Tuesday, January 06, 2004


Finally, an update.

After a long absence here—visiting family, attending MLA, dissertating, and preparing to teach a new class this term kept me quite busy—I should comment briefly upon the MLA interviewing experience. I cannot comment upon any of the panels, since I did not attend. Even those few panels I would have been interested in attending would have been excruciating to sit through, given my state of perpetual anxiety about taking what in some ways amounted to mini-orals exams.

I’ll start by addressing the theory question. It did come up, but not in the way I expected. Apparently, some of my letters of recommendation made it clear to hiring committees that I was no fan of theory. I was not exactly required to defend my position, but I was asked by more than one interviewer to confirm that I was not entirely opposed to theory in all circumstances. I fell back on those modern theorists whose ideas I do not find too blinded by leftist politics, and managed to rescue myself, I think.

As for the interviews themselves, I’m avoiding commenting on them too much. I’m just superstitious enough to want to avoid jinxing myself. Supposedly, I will know by the end of January whether I have any campus visits. I’ll post something more on the whole process then.

As for the conference, the entries in other blogs about dark clothing and severe glasses is dead-on. It was amusing walking around San Diego incognito (jeans, a sweat shirt, and tennis shoes, when not interviewing) and playing “spot the academics”. There is also the “soft bag” phenomenon, which was pointed out to me by “Julia.” Academics seem to favor the same sorts of soft leather “briefcases” to carry papers, books, etc. Business people, on the other hand, seem to favor the hard-shell briefcase. Admittedly, I cannot find a hard-shell briefcase that will hold a laptop, scores of student papers, and a Norton Anthology—actually, I’ve even had trouble finding a soft leather bag with this capacity. But, I digress.

I should also point out the one academic fashion faux pas that I have always found most irritating: men’s shoes. Buck shoes are perfectly appropriate to wear with khakis and other less formal pants, but not with suits. I can’t count the number of men I saw wearing perfectly acceptable suits whose effect was destroyed by the poor choice of shoes.

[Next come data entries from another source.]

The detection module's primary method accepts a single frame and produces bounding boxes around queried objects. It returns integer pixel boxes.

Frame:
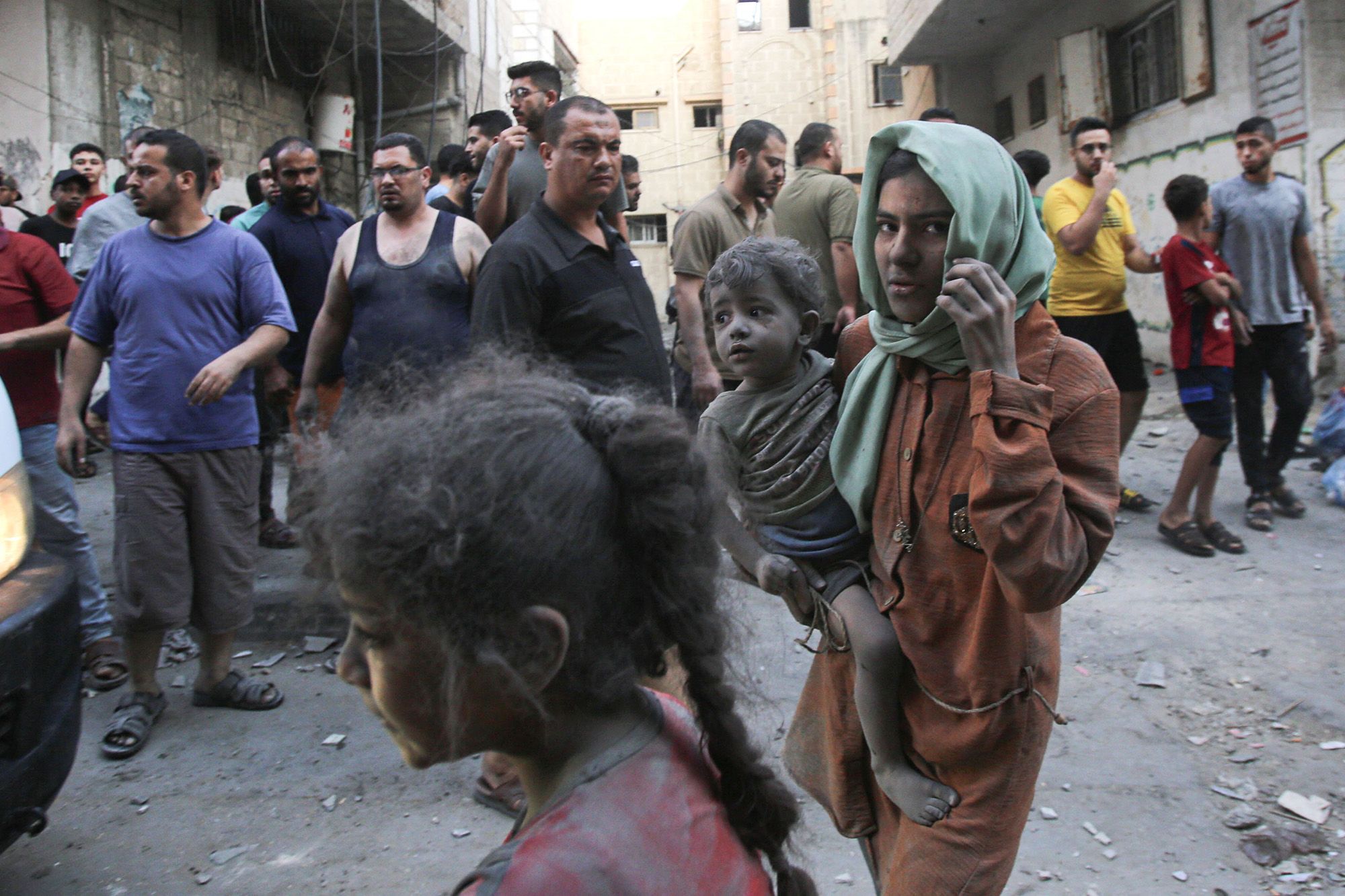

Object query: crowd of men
[0,56,1334,785]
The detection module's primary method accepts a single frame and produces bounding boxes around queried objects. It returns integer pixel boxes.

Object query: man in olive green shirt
[773,121,862,358]
[672,118,787,421]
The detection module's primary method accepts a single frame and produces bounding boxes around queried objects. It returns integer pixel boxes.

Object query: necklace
[892,383,971,555]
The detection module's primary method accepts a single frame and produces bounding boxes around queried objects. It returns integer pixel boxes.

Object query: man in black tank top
[295,133,490,422]
[472,97,672,403]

Academic males: buy at least one pair of dress shoes!!

Also, men’s dress shirts. Oxford, button-down collar shirts are acceptable with khakis, etc., but they are not suit shirts. Invest in a couple of nice dress shirts to wear with your suit and tie.

Perhaps academic males should start reading GQ. It has become insufferably leftist since the previous editor passed, and there are swipes at Bush at least twice in each issue. You can have your politics reified and learn how to dress at the same time.

As for women’s clothing, I pay a little less attention, because I don’t wear it myself. What seems most needed is a little variation. Dark pantsuits, chunky shoes, the ubiquitous glasses—a little individuality would be nice, though the woman who wore the skirt made out of men’s ties mentioned in Erin O’Connor’s blog is taking it a bit too far.

Hmm. Maybe I should change my nom-de-plume to Mr. Blackwell.